En outre, selon moi, un des succès principaux de la Campagne du consentement demeure dans son efficacité à rejoindre un public qui autrement ne s’informerait pas nécessairement sur ses enjeux. On voit, au Yukon comme ailleurs, une panoplie d’événements organisés sur le sujet de la violence faite aux femmes. Cependant, on remarque que souvent ce sont des personnes déjà conscientisées sur le sujet qui s’y intéressent. En abordant le large public des festivals, la campagne réussit à rejoindre une diversité d’individus, allant de personnes très informées, qui ont déjà réfléchi à la question, à d’autres qui n’en connaissent presque rien. De plus, le succès de la campagne se reflète dans la réponse en grande majorité positive du public. En effet, il est rare que les gens, toujours abordés de façon respectueuse et dynamique, refusent de participer au questionnaire ou de parler à ses bénévoles. Aussi, l’équipe reçoit souvent des commentaires enthousiastes sur son travail et elle rencontre même beaucoup de personnes qui expriment leur reconnaissance d’avoir pu y participer.

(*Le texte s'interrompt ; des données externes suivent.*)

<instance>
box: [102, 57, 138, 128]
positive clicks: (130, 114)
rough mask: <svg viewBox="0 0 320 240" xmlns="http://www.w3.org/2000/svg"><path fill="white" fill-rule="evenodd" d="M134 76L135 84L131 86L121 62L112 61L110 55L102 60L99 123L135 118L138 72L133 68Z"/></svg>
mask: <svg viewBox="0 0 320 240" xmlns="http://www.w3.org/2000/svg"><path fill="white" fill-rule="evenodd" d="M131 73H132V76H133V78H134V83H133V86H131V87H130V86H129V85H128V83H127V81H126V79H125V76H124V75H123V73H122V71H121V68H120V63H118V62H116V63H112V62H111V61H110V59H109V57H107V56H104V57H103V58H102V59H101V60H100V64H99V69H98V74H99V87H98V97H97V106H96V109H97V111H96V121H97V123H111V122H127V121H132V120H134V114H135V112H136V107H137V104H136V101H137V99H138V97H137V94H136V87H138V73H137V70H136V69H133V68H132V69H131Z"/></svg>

Un autre aspect positif de la campagne se trouve dans l’implication variée au sein de la communauté et la collaboration entre plusieurs acteurs. En plus d’être bâtie sur une coopération entre les collectivités féministes anglophones, autochtones et francophones, comme mentionné plus haut, la campagne suscite la collaboration des organisations des festivals avec ses propres bénévoles qui reçoivent une formation au début de l’été ainsi qu’un suivi au fil des festivals et qui deviennent des agentes et agents de la prévention de la violence sexuelle. Plusieurs déci- dent de s’impliquer dans la campagne pour plus d’un été et poursuivent même leur implication dans d’autres projets durant l’année. Par contre, depuis les débuts, un défi se pose en ce qui concerne les bénévoles, soit la quasi-absence parmi eux de représentantes ou de représentants des Premières Nations (un ou deux par été, tout au plus). L’organisation de la campagne essaie toujours de résoudre le problème et d’y assurer une représentativité de la population autochtone.

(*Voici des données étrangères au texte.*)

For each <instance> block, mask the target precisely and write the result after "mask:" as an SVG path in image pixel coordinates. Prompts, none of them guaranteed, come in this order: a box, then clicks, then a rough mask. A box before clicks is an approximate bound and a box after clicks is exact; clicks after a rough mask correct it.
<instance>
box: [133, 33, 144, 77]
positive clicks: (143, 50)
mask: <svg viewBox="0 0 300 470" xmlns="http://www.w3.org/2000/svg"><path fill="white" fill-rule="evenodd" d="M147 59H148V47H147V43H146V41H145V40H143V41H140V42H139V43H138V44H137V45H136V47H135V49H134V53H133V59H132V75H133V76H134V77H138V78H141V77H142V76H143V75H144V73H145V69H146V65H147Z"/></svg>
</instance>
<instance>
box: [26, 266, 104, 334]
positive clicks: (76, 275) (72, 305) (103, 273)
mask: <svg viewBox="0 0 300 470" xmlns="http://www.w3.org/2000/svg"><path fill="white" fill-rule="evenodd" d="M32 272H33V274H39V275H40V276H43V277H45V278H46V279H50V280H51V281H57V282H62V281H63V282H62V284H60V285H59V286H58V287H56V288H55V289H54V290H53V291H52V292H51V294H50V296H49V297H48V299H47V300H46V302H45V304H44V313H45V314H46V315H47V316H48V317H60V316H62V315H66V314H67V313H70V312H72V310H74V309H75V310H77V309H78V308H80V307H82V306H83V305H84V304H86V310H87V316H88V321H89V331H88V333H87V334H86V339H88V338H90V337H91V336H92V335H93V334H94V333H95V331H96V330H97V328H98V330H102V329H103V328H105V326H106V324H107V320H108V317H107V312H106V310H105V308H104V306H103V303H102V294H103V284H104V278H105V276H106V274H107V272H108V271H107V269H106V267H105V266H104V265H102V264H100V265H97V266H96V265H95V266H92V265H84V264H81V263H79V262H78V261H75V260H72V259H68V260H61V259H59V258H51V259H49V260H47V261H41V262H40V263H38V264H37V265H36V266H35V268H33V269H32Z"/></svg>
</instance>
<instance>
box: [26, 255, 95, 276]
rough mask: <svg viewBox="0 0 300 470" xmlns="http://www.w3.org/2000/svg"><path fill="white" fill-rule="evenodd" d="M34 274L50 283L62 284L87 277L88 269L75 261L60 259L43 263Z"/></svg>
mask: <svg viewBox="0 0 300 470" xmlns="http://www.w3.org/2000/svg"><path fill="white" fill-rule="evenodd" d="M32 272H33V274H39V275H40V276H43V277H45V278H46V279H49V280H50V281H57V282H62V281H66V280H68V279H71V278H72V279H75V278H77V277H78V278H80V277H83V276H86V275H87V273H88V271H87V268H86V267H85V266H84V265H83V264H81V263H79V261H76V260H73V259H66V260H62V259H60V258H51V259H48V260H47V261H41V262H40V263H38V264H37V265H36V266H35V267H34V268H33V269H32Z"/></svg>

Les interactions lors de la campagne offrent des résultats intéressants, mais présentent aussi des limites importantes. De fait, il est difficile dans le contexte de divertissement des festivals d’aborder en profondeur des sujets aussi complexes que les inégalités de genre et la culture du viol. Les sujets ne sont souvent qu’effleurés avec les festivaliers. De plus, un défi réside dans la résistance de certaines personnes à remettre en question leurs préjugés en matière d’agressions sexuelles. Encore nombreux sont les répondantes ou répondants qui considèrent par exemple que la violence sexuelle est le fait de certains comportements d’individus isolés plutôt qu’une problématique sociale ancrée dans des inégalités entre hommes et femmes. Alors que la plupart de ces individus acceptent tout de même de discuter du sujet, d’autres se renferment sur leurs positions et refusent toute ouverture dans leur conversation avec l’équipe de la campagne. Une petite proportion de gens refuse totalement toute interaction à ce sujet, ou alors remplit le questionnaire de façon distraite, sans souhaiter en approfondir les enjeux qu’il soulève. Les résultats sont alors très limités auprès de ces personnes.

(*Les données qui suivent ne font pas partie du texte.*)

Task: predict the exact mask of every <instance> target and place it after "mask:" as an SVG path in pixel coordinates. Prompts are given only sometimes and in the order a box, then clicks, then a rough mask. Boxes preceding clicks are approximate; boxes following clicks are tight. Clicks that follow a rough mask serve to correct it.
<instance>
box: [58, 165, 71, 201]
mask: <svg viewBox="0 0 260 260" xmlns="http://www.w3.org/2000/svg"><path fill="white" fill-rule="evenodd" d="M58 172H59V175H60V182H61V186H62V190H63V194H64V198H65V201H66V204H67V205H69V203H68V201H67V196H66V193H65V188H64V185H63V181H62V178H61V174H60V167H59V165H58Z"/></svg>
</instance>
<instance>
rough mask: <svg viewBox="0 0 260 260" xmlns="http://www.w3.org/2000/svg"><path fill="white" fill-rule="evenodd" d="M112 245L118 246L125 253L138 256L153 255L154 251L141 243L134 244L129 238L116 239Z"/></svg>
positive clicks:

Malgré ses défis, la Campagne du consentement constitue un modèle d’intervention qui mérite d’être exploité dans d’autres milieux. Mon implication dans la campagne m’a permis de développer des habiletés à informer sur la violence sexuelle et d’en discuter de façon dynamique avec le public afin de susciter des questionnements, des débats et des prises de conscience. J’ai constaté que l’approche sex positive permet d’aborder la question de la sexualité dans toute sa complexité, en mettant l’accent sur l’importance des rapports égalitaires et sécuritaires. L’implication de la minorité francophone dans la lutte contre la violence faite aux femmes au Yukon est un exemple inspirant d’une collaboration diversifiée qui permet à des femmes de différents horizons d’être représentées dans les actions communautaires qui les concernent en tant que femmes.